Here are some of the details:


Goodwood Green




327 cubic inches


300 HP




AM/FM, Power Windows


Matching numbers, tank sticker

Other Features:

Recent professional restoration, rally wheels

Why am I selling it?  It just ain't me.  I now realize that I simply prefer the high-revving noises and nimble handling of my Alfa Romeos to the brute power and torque of the American iron.  However, I have to say that, of all the cars I've owned (which includes Porsches, Jaguars, Alfa Romeos, MGs, and a Lotus Esprit), THIS is the one that gets the attention!  It's all a matter of personal preference.

I purchased the car last summer from a gentleman in Westborough, MA (president of an electronics instrumentation company) who owned FIVE Corvettes, including two Bloomington Gold winners (a '54 Blue Flame and '65 "big block").  All of them were pampered and stored in his five-car garage.  My green '67 was his most recent project - a 3-year restoration that he mostly performed himself except for things beyond his capability (transmission rebuild and paint, which is SUPERB!).  He parted with the car because his wife (a recent acquisition) insisted on one of the bays for HER car (one of the last RWD Impalas).  Prior to the restoration, the car had been stored in some guy's basement for 16 years!  The odometer reads around 22,000 miles - it's definitely NOT gone around, but probably is not original either.

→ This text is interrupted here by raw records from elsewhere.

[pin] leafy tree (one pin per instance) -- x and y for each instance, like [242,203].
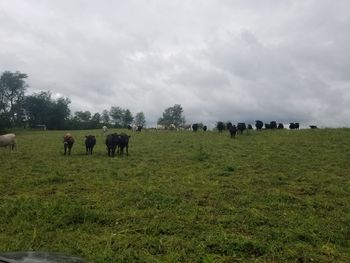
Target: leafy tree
[172,115]
[40,108]
[105,117]
[83,116]
[140,119]
[117,114]
[12,88]
[127,118]
[96,120]
[195,127]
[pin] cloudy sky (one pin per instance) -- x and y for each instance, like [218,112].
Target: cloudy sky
[224,60]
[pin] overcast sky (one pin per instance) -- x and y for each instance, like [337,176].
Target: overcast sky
[220,59]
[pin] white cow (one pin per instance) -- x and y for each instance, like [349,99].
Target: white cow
[8,140]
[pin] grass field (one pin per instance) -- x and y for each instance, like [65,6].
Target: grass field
[274,196]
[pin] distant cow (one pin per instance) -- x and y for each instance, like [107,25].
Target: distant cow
[68,142]
[90,141]
[8,140]
[112,141]
[241,127]
[123,142]
[273,125]
[233,131]
[259,125]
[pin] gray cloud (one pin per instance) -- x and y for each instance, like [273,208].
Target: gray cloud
[221,60]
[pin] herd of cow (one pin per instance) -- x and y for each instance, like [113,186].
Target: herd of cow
[233,129]
[113,142]
[119,142]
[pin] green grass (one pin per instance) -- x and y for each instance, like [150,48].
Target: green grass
[274,196]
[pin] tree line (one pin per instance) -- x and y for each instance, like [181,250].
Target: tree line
[42,110]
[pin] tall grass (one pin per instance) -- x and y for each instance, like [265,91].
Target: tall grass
[273,196]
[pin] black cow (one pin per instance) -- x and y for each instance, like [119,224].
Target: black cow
[241,127]
[68,142]
[123,142]
[90,141]
[273,125]
[294,126]
[233,131]
[112,141]
[259,125]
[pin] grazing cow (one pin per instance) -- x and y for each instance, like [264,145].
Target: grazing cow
[233,131]
[172,127]
[112,141]
[273,125]
[8,140]
[259,125]
[241,127]
[294,126]
[90,141]
[68,142]
[123,142]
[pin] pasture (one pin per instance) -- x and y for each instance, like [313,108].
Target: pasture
[272,196]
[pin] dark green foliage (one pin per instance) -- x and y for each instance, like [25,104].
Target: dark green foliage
[172,115]
[273,196]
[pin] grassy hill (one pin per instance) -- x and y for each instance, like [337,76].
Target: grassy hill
[273,196]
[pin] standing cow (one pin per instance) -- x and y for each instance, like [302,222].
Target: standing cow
[123,142]
[8,140]
[259,125]
[233,131]
[112,143]
[68,142]
[90,141]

1967 is considered by many Corvette aficionados to be THE premier model year.  It's the last of the "mid-year" cars and has the cleanest lines with the least amount of ornamentation.  Convertibles bring a bit more money, but, to my eye, the mid-year Corvette coupe is one of the most gorgeous pieces of automotive styling ever brought to production.  Also, the coupe has MUCH more storage space than the convertible, especially with the top down.  Vi and I took the car on a 6-day 1500-mile trip to Virginia and had plenty of room for all our "stuff" (we averaged 18 MPG, by the way).

The 327/300hp engine was the "base" engine in 1967 (hard to imagine in this day and age!).  The "big block" cars bring a LOT more money.  The 327/300 provides plenty of power, and is the smoothest, coolest, and easiest to maintain of all the (five!) engine options.  Back in this era, a lot of people bought the "big blocks" and then proceeded to thrash them.  My car is a conservative color, has conservative options, and has the base engine, so it's safe to assume that the car wasn't abused too badly.

Since I bought the car, I sorted out a few things:  stiff transmission linkage (it's now silky smooth); repaired the mechanical tachometer; repaired the electric clock; and added "Thinsulate" insulation beneath the carpets to keep the cockpit temp down.  Right now, everything works - the car needs nothing.   Because of the meticulous restoration performed by the previous owner, the car could be brought to show quality with very little effort or expense.  It is VERY original and correct, and the condition of everything is FANTASTIC!

I am asking $26,900 (firm) for this beautiful classic.